Do you have any interesting habits or rituals you like to do in preparation for a show?

I drink a few beers and I sing the first line of the first song enough to annoy everyone. Lately we've been supporting. We get in to sound check and we only have an hour before we go on stage so we haven't got much time. In the past I remember someone in the band who I won't name that would gather everyone together and it'd be like a circle. I was never part of that because I was like “You're making me more tense with all this brothers in arms stuff.” I don't need that. We're close as a band; we're all friends, we like going out with each other and enjoy hanging out. There are no problems thank God so I don't feel the need to amp it up and be like “Come on Chapel Club.” I don't find it easy to show my emotions so I don't want to do that before a gig which makes me feel awkward.


You did a photo shoot on Abbey Road wearing animal masks. Tell me the idea behind this?

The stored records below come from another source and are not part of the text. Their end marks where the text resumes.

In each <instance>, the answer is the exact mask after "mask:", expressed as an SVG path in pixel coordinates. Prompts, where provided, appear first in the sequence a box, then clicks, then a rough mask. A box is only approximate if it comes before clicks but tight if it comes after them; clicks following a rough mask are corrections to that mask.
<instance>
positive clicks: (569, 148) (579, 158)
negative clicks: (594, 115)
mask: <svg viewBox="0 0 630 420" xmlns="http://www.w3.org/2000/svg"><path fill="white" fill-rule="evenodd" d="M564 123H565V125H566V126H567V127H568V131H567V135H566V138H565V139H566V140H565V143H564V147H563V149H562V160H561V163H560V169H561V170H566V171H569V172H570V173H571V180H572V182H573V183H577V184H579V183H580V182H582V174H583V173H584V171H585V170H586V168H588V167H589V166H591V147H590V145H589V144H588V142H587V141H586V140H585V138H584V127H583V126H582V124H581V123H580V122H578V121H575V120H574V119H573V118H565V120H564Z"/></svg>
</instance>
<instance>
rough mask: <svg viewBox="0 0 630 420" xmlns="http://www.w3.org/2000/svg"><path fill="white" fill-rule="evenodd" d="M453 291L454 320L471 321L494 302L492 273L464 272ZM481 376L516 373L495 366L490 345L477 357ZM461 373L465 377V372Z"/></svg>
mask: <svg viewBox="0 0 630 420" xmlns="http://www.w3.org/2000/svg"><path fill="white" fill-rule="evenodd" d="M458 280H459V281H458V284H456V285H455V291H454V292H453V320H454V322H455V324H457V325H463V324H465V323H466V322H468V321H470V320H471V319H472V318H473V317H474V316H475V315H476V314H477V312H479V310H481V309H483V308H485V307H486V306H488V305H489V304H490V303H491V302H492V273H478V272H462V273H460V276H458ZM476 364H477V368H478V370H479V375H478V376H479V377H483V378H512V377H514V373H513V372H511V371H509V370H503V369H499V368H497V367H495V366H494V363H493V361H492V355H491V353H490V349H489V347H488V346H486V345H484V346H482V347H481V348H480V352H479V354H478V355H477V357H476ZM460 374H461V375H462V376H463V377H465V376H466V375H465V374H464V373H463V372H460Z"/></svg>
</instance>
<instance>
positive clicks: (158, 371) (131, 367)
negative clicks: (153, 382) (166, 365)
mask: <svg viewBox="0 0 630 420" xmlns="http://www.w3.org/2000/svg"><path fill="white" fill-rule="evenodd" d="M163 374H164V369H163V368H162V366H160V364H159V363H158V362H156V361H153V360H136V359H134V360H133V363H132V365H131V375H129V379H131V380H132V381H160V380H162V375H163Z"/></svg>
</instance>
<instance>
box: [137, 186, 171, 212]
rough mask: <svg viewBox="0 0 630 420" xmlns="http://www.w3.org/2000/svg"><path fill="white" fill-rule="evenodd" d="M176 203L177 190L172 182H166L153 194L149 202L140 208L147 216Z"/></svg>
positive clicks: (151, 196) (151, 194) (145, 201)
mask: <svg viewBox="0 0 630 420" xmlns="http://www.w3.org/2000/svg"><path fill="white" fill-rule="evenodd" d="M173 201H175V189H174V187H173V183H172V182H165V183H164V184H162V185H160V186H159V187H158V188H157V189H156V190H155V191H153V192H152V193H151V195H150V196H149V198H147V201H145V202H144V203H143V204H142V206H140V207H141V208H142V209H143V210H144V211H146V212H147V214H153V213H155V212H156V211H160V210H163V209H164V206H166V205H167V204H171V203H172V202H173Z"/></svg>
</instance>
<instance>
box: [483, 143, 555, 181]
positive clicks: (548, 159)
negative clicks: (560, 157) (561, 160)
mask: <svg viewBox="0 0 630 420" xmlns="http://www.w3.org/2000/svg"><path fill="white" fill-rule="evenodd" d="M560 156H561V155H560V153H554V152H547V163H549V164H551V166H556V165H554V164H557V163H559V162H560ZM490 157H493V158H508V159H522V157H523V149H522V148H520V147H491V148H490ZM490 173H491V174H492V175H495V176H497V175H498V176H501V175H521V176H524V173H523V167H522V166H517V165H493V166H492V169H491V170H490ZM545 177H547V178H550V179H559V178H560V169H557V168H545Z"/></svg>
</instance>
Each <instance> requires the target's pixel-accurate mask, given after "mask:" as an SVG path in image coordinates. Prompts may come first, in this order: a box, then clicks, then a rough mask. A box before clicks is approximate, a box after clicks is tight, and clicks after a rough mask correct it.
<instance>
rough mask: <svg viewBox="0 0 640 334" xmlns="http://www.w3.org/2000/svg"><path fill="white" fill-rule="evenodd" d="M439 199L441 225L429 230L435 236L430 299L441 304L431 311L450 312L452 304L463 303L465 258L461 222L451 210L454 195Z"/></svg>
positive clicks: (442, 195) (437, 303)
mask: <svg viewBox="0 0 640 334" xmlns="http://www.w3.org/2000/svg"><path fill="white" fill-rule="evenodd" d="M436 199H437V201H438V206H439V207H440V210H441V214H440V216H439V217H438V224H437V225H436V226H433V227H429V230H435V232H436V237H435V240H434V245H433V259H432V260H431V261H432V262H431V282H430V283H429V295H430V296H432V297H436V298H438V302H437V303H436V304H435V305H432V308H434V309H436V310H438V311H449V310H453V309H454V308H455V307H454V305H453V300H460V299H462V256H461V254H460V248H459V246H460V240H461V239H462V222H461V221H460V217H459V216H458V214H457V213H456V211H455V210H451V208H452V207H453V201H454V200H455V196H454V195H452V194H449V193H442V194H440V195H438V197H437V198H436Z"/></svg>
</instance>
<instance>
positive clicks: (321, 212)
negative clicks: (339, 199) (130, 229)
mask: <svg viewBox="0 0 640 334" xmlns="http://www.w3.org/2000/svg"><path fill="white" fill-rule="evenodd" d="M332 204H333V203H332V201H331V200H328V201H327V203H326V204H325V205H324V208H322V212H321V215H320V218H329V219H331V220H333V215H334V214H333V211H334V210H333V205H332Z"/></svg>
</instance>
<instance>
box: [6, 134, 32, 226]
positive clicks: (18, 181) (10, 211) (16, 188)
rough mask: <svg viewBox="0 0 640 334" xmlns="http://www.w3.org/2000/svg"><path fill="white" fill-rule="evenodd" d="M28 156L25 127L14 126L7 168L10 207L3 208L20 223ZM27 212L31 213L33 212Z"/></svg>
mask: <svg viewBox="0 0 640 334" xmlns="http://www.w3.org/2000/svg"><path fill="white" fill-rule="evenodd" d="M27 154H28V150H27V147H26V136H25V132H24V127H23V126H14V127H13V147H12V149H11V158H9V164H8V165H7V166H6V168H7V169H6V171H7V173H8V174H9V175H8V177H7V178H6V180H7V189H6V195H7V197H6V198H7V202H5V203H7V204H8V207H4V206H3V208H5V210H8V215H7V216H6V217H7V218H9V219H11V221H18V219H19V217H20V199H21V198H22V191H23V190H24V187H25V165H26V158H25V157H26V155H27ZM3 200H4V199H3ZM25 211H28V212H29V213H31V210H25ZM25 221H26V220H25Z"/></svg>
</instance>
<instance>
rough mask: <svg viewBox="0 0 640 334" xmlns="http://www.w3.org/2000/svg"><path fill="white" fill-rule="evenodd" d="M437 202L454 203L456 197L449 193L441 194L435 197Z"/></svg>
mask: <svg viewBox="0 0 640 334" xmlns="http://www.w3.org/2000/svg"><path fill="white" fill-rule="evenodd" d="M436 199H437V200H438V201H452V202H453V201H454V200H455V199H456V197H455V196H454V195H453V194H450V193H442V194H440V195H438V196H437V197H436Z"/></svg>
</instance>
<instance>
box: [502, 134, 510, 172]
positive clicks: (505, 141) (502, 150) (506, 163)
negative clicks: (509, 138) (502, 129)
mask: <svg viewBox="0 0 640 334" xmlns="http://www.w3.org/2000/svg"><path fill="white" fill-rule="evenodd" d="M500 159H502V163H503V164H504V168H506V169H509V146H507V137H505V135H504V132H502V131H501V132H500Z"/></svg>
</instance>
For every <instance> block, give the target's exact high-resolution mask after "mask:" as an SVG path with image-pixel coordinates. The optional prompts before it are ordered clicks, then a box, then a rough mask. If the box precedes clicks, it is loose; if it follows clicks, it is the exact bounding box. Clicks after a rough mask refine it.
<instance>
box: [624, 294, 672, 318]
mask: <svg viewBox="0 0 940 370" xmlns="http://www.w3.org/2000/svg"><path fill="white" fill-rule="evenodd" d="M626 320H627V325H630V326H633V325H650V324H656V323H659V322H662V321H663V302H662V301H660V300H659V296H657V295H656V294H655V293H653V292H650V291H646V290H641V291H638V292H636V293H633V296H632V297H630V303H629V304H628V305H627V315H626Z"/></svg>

It was an edition of Q magazine for a Beatles edition. They said do you want to be a part of it and we said “Yes.” We chose the butcher cover which the Beatles did in America sat in white coats with blood, pieces meat and doll heads. Q understandably said “You're not doing that.” They said “Can you do Abbey Road?” We thought “Well its Q, we're nobody, we should do the magazine.” We asked “Can we do Abbey Road with the animal mask to be different rather than 5 idiots walking across the road? “And they said “Yes.” I think we have a desire, we realise we're not an Avant Garde experimental band.

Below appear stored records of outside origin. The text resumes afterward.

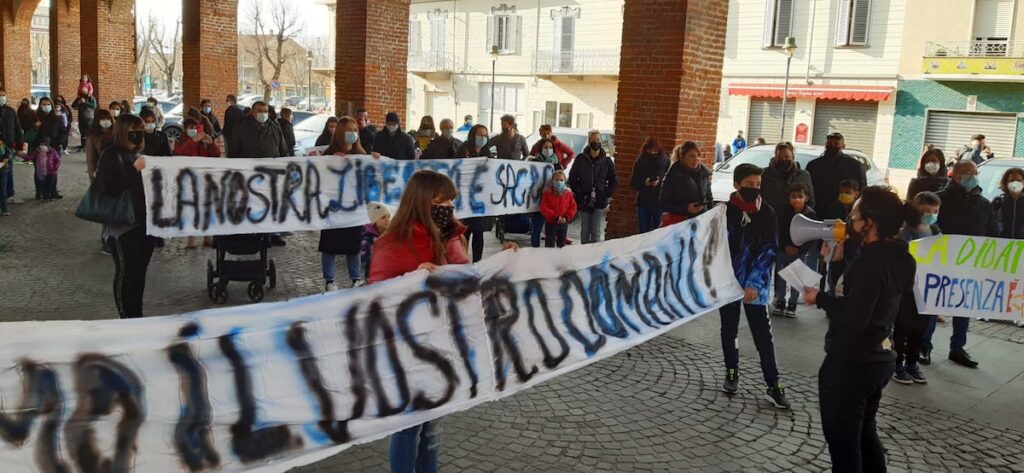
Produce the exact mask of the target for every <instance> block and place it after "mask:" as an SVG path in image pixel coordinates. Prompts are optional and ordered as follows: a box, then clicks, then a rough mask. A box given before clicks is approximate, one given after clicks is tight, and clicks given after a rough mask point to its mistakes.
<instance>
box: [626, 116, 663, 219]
mask: <svg viewBox="0 0 1024 473" xmlns="http://www.w3.org/2000/svg"><path fill="white" fill-rule="evenodd" d="M671 164H672V163H671V162H670V160H669V156H668V155H666V154H665V152H664V150H662V146H660V145H659V144H658V142H657V138H655V137H653V136H649V137H647V139H645V140H644V142H643V145H641V146H640V156H638V157H637V160H636V161H635V162H634V163H633V175H632V176H630V183H631V184H633V188H634V189H635V190H636V191H637V201H636V205H637V226H638V227H639V232H641V233H646V232H648V231H650V230H652V229H654V228H657V227H658V226H660V224H662V206H660V203H659V202H658V200H659V198H660V189H662V180H663V179H664V178H665V175H666V174H668V172H669V166H671Z"/></svg>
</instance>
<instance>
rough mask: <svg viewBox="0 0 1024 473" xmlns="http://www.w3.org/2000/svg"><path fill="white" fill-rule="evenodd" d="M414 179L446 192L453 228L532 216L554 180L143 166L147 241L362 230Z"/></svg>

There's also a love within the band of classic song writing which is why there's a focus on lyrics and melody. We don't want to be pure pop. We're interested in making music simultaneously accessible, melodic but we taint that with strange flourishes or quirky reference points. We just finished the video for Surfacing and that is the best we've done yet in terms of presenting the music visually in truth to us. It's not dark so much but it's twisted and quirky. The rabbit masks in Q were a part of that. We thought “Let's be just slightly less boring. Let's try and do something odd.” We weren't allowed to do much with Q so that's what we got away with.



Chapel Club play special one-off show at Salford's St Phillips Church on December 9th.

The band will also be releasing a brand new limited edition 12” EP.

The 'Wintering EP' features four brand new songs; 'Roads', 'Telluride', 'Bodies' and 'Widows', which will be available to buy exclusively for those attending the Salford show.